Il bello di Silvio Orlando è che resta Silvio Orlando qualunque cosa faccia. A volte è un vantaggio. Prendiamo la sua partecipazione a Torino Spiritualità con il romanzo “La vita davanti a sé” di Romain Gary. Dovremmo essere a Parigi nel dopoguerra, dovremmo trovarci nel quartiere di Belleville, e cioè in una periferia piena di razze, colori, lingue, religioni, ma con Orlando, con il suo modo di essere e di recitare, questa Parigi arcobaleno diventa Mediterraneo, suk, Napoli. Se poi aggiungiamo i suoni e le musiche di Simone Campa e del suo travolgente Belleville Quartet, la suggestione è completa, con definitivo gradimento del pubblico che ieri sera gremiva il Carignano.

Certo il romanzo è straordinariamente bello. E questo aiuta. Gary è uno scrittore di alta levatura. Non a caso l’editore Neri Pozza ne sta pubblicando l’intera produzione o quasi. Quando scrisse “La vita davanti a sé” in Francia era dato per finito. Ma lui sorprese tutti vincendo per la seconda volta il Goncourt. Fu un caso unico nella storia. Per statuto non si può vincere quel premio due volte. Ma, all’insaputa di tutti, persino del proprio editore, Gary vi partecipò con lo pseudonimo di Emile Ajar. La verità fu scoperta dopo la morte per suicidio avvenuta ne 1980: un colpo di pistola al cuore sulla vestaglia rossa affinché non si vedesse il sangue.

Protagonista di “La vita davanti a sé” è Momo, un bambino di dieci anni allevato e cresciuto da Madame Rosa, una ex prostituta ebrea di novanta chili e con pochissimi capelli in testa che, in cambio di un mensile che non sempre arriva, fa da mamma a una decina di bambini figli anch’essi di prostitute. Per la legge francese alle prostitute era vietato crescere figli, ecco il motivo di quel singolare, vociante, litigioso, piscioso ospizio infantile, una famiglia in cui si mescolano cristiani, ebrei, musulmani.

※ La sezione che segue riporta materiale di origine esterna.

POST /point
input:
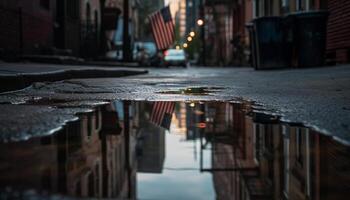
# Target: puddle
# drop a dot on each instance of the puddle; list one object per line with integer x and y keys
{"x": 177, "y": 150}
{"x": 194, "y": 91}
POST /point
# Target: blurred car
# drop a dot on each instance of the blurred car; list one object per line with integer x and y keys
{"x": 175, "y": 57}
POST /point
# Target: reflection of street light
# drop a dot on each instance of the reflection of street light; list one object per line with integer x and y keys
{"x": 200, "y": 22}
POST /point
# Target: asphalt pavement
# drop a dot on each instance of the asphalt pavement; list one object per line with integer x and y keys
{"x": 317, "y": 97}
{"x": 15, "y": 76}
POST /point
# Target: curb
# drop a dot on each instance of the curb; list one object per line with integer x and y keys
{"x": 20, "y": 81}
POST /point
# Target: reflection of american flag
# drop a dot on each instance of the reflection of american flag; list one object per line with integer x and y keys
{"x": 162, "y": 28}
{"x": 162, "y": 112}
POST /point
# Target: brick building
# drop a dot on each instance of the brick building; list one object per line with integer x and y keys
{"x": 262, "y": 159}
{"x": 26, "y": 26}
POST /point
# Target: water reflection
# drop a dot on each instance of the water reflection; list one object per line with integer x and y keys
{"x": 168, "y": 150}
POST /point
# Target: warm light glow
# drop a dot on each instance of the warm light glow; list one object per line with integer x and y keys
{"x": 200, "y": 22}
{"x": 201, "y": 125}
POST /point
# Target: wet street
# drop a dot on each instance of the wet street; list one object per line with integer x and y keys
{"x": 196, "y": 133}
{"x": 177, "y": 150}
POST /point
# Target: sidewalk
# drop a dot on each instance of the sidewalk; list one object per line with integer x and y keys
{"x": 15, "y": 76}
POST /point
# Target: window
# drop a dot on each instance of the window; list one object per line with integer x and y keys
{"x": 45, "y": 4}
{"x": 73, "y": 9}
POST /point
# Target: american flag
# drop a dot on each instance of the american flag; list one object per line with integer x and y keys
{"x": 162, "y": 112}
{"x": 162, "y": 28}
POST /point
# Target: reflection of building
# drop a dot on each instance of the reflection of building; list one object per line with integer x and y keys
{"x": 88, "y": 158}
{"x": 262, "y": 159}
{"x": 195, "y": 117}
{"x": 180, "y": 118}
{"x": 151, "y": 149}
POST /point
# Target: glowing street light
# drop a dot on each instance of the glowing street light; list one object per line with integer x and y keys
{"x": 200, "y": 22}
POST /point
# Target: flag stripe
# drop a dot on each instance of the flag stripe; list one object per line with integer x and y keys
{"x": 155, "y": 35}
{"x": 162, "y": 28}
{"x": 161, "y": 113}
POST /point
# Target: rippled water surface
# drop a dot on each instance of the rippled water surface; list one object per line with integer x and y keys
{"x": 177, "y": 150}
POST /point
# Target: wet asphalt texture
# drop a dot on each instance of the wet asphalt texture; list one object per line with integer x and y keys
{"x": 317, "y": 97}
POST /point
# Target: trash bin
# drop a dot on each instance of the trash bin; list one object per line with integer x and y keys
{"x": 252, "y": 44}
{"x": 310, "y": 29}
{"x": 270, "y": 42}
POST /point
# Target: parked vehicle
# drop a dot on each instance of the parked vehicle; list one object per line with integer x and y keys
{"x": 175, "y": 57}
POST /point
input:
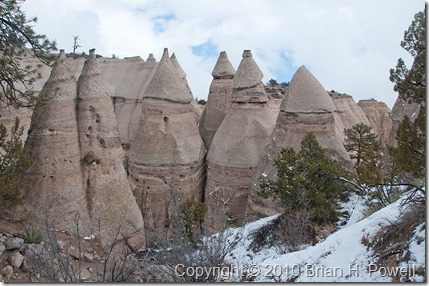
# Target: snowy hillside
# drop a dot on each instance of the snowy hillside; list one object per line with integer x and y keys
{"x": 340, "y": 258}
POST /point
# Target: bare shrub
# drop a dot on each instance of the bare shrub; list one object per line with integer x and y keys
{"x": 70, "y": 258}
{"x": 169, "y": 257}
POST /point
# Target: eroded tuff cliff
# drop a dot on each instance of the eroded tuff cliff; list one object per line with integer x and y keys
{"x": 219, "y": 99}
{"x": 380, "y": 118}
{"x": 52, "y": 187}
{"x": 111, "y": 204}
{"x": 237, "y": 147}
{"x": 306, "y": 108}
{"x": 166, "y": 157}
{"x": 347, "y": 112}
{"x": 399, "y": 110}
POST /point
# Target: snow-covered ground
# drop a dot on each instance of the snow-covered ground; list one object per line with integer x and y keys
{"x": 341, "y": 257}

Madame Rosa è malatissima. Conserva sotto il letto una fotografia di Hitler e nei momenti in cui è particolarmente giù di corda le basta darle un’occhiata per ricordarsi a che cosa è scampata e per sentirsi allegra. Accanto a lei Momo scopre il mondo che gli sta intorno e che sembra privo di padri, poiché, per definizione, i figli delle prostitute non hanno un padre. In questo universo femminile fanno eccezione il signor Hamil, un vecchio venditore di tappeti musulmano che insegna a Momo tutto quello che sa, e quello strano ibrido di Madame Lola, un senegalese che adesso è un trans e prima era stato un campione di boxe. E’ in questo circo di razze e di lingue che Momo scopre l’amore: l’unico sentimento che giustifica il vivere.

Il racconto è lieve, poetico, realistico e ha punte di soave umorismo; ritrae i personaggi con mano altrettanto lieve e felice e Silvio Orlando sembra nuotarvi come dentro un mare felice. Tecnicamente il suo è un reading: e cioè leggio, fogli, lettura e via andare. In realtà non è così. Fin dalle prime battute, malgrado il leggio, le sedie, i fogli, le bottigliette d’acqua sparse sul pavimento, Orlando fa capire che quel personaggio e quelle parole gli si sono impigliati dentro, si sono fusi con lui, e perciò li vive, gli dà corpo e anima, vi distilla umorismo e dolcezza. E non c’è niente di male se sullo sfondo e nelle sfumature ti fa balenare Napoli. Del resto lo sanno tutti che Napoli è il mondo e il mondo è Napoli.